More Than Just an Acronym
The BRICS group—originally Brazil, Russia, India, China, and South Africa—has expanded its membership to include key oil producers and regional powers. This bloc is now more than just an economic term; it is a geopolitical alliance working to reshape the global financial order.
At the core of the BRICS mission is de-dollarization: reducing global reliance on the US Dollar for trade and reserves.
For the prudent investor, the BRICS movement is not an investment in itself, but a major trend that increases the risk of holding too much USD. This article looks at the practical ways the BRICS bloc challenges the dollar and what that means for diversification.
How the BRICS Challenge the Dollar
The bloc has two main strategies to reduce the dollar’s power:
1. Promoting Local Currency Trade
The key action is signing trade agreements that bypass the USD.
- Bilateral Deals: For example, China and Brazil agree to settle trade directly in Yuan and Real, not Dollars. This reduces the demand for USD in global commerce.
- The Goal: Over time, this shifts billions of dollars in transaction volume away from the US financial system.
2. Creating a Counter-Institution
BRICS nations are building their own alternatives to Western-led financial institutions.
- The New Development Bank (NDB): Often called the “BRICS Bank,” the NDB funds infrastructure projects within member states and promotes lending in local currencies instead of dollars.
- The Counter-Argument: While these institutions are growing, they are still far smaller than the World Bank or the International Monetary Fund (IMF).
Investment Implication: The Rise of Emerging Market Currencies
The BRICS movement is the engine behind the growing importance of currencies like the Chinese Yuan and Indian Rupee.
- The Yuan’s Role: China is the largest and most powerful economy in the bloc.
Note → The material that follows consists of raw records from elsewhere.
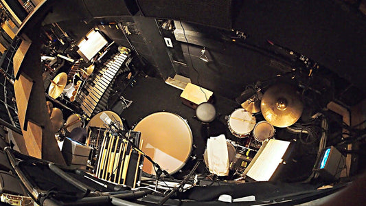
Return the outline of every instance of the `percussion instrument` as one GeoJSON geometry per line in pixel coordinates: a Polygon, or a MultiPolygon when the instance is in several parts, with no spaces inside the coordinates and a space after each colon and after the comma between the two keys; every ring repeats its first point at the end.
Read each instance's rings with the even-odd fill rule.
{"type": "Polygon", "coordinates": [[[275,128],[266,121],[261,121],[254,127],[253,136],[258,141],[263,142],[275,135],[275,128]]]}
{"type": "Polygon", "coordinates": [[[83,124],[84,120],[82,119],[80,115],[72,114],[67,117],[64,128],[67,130],[69,133],[71,133],[72,130],[77,127],[82,127],[83,124]]]}
{"type": "MultiPolygon", "coordinates": [[[[235,147],[229,141],[227,141],[226,144],[227,145],[227,154],[229,154],[229,164],[230,164],[235,160],[236,150],[235,149],[235,147]]],[[[209,161],[207,149],[205,149],[205,152],[203,153],[203,160],[205,161],[205,164],[206,164],[206,166],[208,168],[209,161]]]]}
{"type": "MultiPolygon", "coordinates": [[[[88,117],[91,117],[98,111],[104,110],[108,104],[108,99],[113,91],[112,85],[115,78],[121,72],[129,70],[128,65],[131,59],[126,55],[116,54],[107,60],[104,66],[94,72],[90,81],[84,84],[75,100],[80,104],[80,108],[88,117]]],[[[96,68],[95,68],[96,69],[96,68]]],[[[92,66],[85,73],[94,70],[92,66]]]]}
{"type": "Polygon", "coordinates": [[[107,128],[107,127],[106,127],[106,125],[105,125],[105,123],[103,122],[103,120],[102,120],[100,119],[100,115],[102,115],[102,114],[103,113],[106,113],[112,119],[112,121],[118,121],[118,122],[119,122],[119,123],[120,123],[120,124],[121,124],[121,126],[122,126],[122,128],[123,128],[122,119],[121,119],[119,115],[118,115],[117,113],[115,113],[113,111],[101,111],[101,112],[98,113],[98,114],[94,115],[90,119],[89,122],[88,122],[88,124],[87,124],[87,127],[86,127],[87,128],[87,131],[89,130],[89,128],[91,126],[102,128],[107,128]]]}
{"type": "Polygon", "coordinates": [[[288,84],[271,87],[263,95],[260,108],[267,122],[277,127],[287,127],[301,116],[304,105],[296,89],[288,84]]]}
{"type": "Polygon", "coordinates": [[[239,138],[246,137],[253,130],[255,123],[255,117],[242,108],[236,109],[227,120],[230,132],[239,138]]]}
{"type": "Polygon", "coordinates": [[[201,122],[209,123],[216,117],[216,110],[212,104],[203,102],[196,108],[196,117],[201,122]]]}
{"type": "MultiPolygon", "coordinates": [[[[187,122],[168,112],[151,114],[133,128],[141,133],[142,151],[169,174],[181,170],[190,156],[193,137],[187,122]]],[[[143,171],[155,174],[152,164],[144,163],[143,171]]]]}
{"type": "Polygon", "coordinates": [[[58,74],[53,80],[51,80],[51,84],[48,89],[48,94],[52,98],[58,98],[62,93],[67,83],[67,75],[65,72],[58,74]]]}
The Yuan (RMB) is the primary non-USD currency being pushed into global trade.
- Oil for Local Currency: As key oil producers join BRICS, the shift toward accepting local currencies for oil sales (the end of the “petrodollar”) becomes a real, though slow, possibility.
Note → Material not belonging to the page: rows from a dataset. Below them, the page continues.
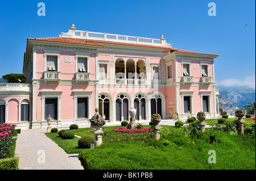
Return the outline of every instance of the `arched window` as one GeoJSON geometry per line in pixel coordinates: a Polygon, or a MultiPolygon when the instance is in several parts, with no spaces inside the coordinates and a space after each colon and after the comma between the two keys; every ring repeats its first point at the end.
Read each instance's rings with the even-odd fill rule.
{"type": "Polygon", "coordinates": [[[135,116],[137,120],[146,119],[146,99],[143,95],[138,94],[135,96],[134,108],[137,110],[135,116]]]}
{"type": "Polygon", "coordinates": [[[98,96],[98,112],[101,116],[105,115],[105,119],[109,120],[110,101],[108,95],[101,95],[98,96]]]}
{"type": "Polygon", "coordinates": [[[117,121],[128,120],[129,101],[126,95],[119,95],[115,100],[117,121]]]}
{"type": "Polygon", "coordinates": [[[154,113],[159,114],[161,117],[162,114],[162,98],[157,94],[155,94],[151,99],[151,115],[154,113]]]}
{"type": "Polygon", "coordinates": [[[20,107],[20,121],[30,121],[30,103],[28,100],[24,99],[22,100],[20,107]]]}
{"type": "Polygon", "coordinates": [[[0,99],[0,124],[5,123],[5,102],[0,99]]]}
BRICS is Geopolitics, Not Investment
For the careful investor, BRICS is a risk signal, not an investment guide.
- High Currency Risk: Emerging market currencies are highly volatile. They are tied to local political risk, corruption, and unstable policy-making.
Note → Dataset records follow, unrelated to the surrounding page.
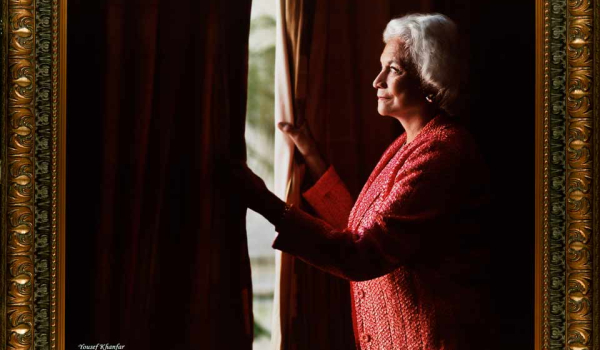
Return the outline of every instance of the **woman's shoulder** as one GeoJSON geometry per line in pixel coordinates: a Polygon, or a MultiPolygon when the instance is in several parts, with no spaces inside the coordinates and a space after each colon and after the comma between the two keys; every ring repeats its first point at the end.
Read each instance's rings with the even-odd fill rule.
{"type": "Polygon", "coordinates": [[[424,143],[442,153],[466,155],[478,153],[473,135],[455,117],[442,115],[436,118],[424,143]]]}

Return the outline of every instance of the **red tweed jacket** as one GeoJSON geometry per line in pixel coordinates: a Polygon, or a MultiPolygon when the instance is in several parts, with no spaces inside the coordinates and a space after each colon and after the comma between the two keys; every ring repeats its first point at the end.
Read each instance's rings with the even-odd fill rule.
{"type": "Polygon", "coordinates": [[[487,199],[481,157],[443,115],[405,141],[383,154],[354,205],[330,167],[303,194],[320,218],[292,207],[273,247],[351,281],[357,348],[482,348],[486,254],[469,246],[487,199]]]}

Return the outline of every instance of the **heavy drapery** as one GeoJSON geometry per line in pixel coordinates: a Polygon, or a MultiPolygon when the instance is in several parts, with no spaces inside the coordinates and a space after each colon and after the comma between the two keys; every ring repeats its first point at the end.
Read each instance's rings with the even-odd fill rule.
{"type": "Polygon", "coordinates": [[[69,147],[100,145],[95,162],[70,168],[69,217],[86,220],[67,228],[68,347],[251,349],[246,209],[217,185],[217,164],[246,157],[251,1],[73,6],[96,20],[71,34],[82,51],[69,57],[69,131],[85,134],[83,119],[97,129],[69,147]],[[88,184],[98,197],[85,201],[76,174],[88,172],[100,186],[88,184]],[[89,314],[69,317],[78,312],[89,314]]]}
{"type": "MultiPolygon", "coordinates": [[[[357,194],[400,129],[377,114],[372,81],[381,32],[395,15],[427,11],[426,2],[280,0],[276,53],[276,122],[308,125],[322,154],[357,194]]],[[[275,190],[301,204],[309,185],[300,156],[276,136],[275,190]]],[[[310,210],[304,206],[305,209],[310,210]]],[[[354,348],[348,284],[277,253],[272,348],[354,348]]]]}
- No Single Asset: There is no single “BRICS currency” or “BRICS ETF” to buy. The investment opportunity is through the underlying assets that benefit from the shift (e.g., gold and key energy currencies).
Conclusion: A Slow, Steady Threat
The BRICS bloc is focused on reducing US influence, not on creating a single, superior currency. The bloc’s success is slow and relies heavily on China’s economic power.
For the prudent investor, the BRICS movement confirms the need to diversify. It provides a strong reason to hold alternatives like Gold and high-quality developed-market currencies like the Euro, rather than attempting to invest in volatile emerging market currencies directly.